The Cosmic Microwave Background (CMB) is the faint afterglow of the Big Bang, now cooled to about 2.73 K. It permeates the universe and represents the oldest light observable, released roughly 380,000 years after the Big Bang when photons decoupled from matter and the cosmos became transparent.

Microwave observations reveal the CMB as a nearly uniform background with tiny temperature irregularities—about one part in 100,000. These fluctuations correspond to primordial density variations that later grew into galaxies, clusters, and the large-scale structure of the universe.

NASA’s COBE mission first measured the CMB’s perfect blackbody spectrum and detected its anisotropies. This was followed by NASA’s WMAP and ESA’s Planck, which produced increasingly precise temperature and polarization maps, enabling determination of the universe’s age, composition, and shape.

Advanced observatories like the Atacama Cosmology Telescope (ACT) and South Pole Telescope (SPT) focus on smaller-scale CMB variations, detecting gravitational lensing effects and the Sunyaev–Zel’dovich effect to map galaxy clusters and the cosmic web.

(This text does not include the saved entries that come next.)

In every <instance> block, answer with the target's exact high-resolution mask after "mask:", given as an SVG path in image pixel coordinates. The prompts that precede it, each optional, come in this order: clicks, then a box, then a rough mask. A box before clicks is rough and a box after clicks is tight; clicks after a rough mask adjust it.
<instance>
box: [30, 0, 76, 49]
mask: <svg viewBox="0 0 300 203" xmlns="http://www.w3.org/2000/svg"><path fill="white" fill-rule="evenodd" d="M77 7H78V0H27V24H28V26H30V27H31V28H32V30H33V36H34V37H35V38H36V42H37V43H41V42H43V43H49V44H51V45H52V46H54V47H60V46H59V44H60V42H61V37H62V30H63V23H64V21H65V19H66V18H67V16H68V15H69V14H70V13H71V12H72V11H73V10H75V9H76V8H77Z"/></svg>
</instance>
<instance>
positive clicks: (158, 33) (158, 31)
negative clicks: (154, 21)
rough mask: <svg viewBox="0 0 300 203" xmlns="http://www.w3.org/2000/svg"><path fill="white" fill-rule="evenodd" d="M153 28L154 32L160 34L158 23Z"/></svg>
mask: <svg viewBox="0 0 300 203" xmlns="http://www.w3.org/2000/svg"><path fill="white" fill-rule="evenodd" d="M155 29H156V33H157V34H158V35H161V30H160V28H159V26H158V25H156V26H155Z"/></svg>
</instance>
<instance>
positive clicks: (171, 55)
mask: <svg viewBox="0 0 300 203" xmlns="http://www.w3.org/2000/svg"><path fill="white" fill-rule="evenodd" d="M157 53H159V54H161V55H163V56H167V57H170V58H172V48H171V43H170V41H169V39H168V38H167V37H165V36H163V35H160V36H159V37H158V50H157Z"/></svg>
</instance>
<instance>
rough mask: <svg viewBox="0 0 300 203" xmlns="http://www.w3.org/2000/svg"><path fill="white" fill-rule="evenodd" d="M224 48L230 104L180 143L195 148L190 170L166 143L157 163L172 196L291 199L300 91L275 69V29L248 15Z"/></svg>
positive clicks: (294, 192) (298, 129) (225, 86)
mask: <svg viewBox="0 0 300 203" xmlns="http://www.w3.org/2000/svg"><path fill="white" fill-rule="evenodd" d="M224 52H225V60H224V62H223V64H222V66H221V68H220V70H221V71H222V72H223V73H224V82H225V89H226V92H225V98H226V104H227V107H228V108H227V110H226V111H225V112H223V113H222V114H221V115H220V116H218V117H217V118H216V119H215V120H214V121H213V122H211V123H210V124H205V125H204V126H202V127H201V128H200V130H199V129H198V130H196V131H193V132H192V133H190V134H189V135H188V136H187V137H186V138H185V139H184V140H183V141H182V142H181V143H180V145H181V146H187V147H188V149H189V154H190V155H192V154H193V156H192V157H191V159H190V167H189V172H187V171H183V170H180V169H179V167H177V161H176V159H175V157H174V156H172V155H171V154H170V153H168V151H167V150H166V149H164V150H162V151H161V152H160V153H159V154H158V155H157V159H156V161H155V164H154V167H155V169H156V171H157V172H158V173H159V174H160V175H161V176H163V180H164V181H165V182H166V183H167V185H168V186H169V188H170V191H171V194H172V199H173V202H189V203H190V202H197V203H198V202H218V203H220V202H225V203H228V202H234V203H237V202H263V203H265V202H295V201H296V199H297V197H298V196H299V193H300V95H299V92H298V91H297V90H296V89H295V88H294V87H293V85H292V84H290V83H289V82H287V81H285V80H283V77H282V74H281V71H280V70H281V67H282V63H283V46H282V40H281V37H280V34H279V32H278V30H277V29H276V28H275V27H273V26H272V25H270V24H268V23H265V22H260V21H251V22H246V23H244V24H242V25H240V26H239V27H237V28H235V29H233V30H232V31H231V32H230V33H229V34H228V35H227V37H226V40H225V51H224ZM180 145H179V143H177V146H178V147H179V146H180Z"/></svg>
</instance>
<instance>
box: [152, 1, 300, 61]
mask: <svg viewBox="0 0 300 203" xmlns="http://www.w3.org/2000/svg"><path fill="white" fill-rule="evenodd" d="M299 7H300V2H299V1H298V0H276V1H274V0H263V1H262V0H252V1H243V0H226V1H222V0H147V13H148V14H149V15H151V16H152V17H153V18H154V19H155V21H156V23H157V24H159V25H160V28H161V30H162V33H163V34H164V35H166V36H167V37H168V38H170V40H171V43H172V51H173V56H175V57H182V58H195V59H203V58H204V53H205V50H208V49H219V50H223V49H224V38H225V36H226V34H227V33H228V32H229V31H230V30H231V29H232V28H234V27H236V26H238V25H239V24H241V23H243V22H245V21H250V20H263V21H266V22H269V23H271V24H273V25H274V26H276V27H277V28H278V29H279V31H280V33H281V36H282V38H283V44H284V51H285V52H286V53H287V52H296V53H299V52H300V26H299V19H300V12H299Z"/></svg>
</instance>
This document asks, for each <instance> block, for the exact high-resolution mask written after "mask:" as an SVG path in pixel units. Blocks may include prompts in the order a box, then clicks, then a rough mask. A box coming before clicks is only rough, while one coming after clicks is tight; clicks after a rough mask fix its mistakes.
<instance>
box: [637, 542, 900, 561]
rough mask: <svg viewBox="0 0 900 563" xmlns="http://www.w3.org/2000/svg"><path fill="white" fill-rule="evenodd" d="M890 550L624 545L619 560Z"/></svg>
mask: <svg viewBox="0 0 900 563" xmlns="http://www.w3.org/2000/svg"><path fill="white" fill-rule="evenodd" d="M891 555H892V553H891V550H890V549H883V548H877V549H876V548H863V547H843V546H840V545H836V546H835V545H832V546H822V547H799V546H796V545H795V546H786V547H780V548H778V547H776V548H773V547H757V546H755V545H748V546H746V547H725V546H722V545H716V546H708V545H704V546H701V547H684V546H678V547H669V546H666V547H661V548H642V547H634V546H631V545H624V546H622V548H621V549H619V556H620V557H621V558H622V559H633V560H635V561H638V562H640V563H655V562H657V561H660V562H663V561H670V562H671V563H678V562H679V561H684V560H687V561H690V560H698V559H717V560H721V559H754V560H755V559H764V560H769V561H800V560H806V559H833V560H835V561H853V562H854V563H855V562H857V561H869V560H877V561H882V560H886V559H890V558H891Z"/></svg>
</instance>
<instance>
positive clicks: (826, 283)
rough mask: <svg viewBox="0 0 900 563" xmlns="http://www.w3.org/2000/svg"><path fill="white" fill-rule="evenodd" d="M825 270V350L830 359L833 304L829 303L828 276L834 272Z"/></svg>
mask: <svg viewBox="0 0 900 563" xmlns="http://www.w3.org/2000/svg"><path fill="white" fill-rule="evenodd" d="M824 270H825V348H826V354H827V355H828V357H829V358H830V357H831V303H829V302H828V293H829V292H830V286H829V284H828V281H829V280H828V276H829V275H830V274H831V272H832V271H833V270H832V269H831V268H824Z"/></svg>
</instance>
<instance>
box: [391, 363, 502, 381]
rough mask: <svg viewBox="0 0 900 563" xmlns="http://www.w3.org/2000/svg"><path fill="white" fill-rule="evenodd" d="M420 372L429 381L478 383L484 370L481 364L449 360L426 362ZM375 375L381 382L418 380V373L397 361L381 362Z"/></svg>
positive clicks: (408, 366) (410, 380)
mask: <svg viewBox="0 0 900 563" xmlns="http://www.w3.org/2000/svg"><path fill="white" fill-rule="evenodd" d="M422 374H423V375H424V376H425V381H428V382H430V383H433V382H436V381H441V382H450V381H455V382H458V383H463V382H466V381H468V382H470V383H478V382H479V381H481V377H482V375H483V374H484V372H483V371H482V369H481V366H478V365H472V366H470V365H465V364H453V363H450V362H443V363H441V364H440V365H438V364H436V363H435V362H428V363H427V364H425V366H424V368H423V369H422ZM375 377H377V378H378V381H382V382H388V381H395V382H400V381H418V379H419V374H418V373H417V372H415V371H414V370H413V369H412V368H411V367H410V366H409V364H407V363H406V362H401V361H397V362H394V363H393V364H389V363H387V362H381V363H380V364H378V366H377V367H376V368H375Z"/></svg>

CMB polarization—classified as E-mode and B-mode patterns—offers critical insight into cosmic inflation and potential primordial gravitational waves, making it a key target for experiments like BICEP and future facilities.

As one of the three main pillars supporting the Big Bang model, the CMB provides the most precise measurements of key cosmological parameters, indicating the universe is approximately 13.8 billion years old and made up of ~5% normal matter, ~27% dark matter, and ~68% dark energy.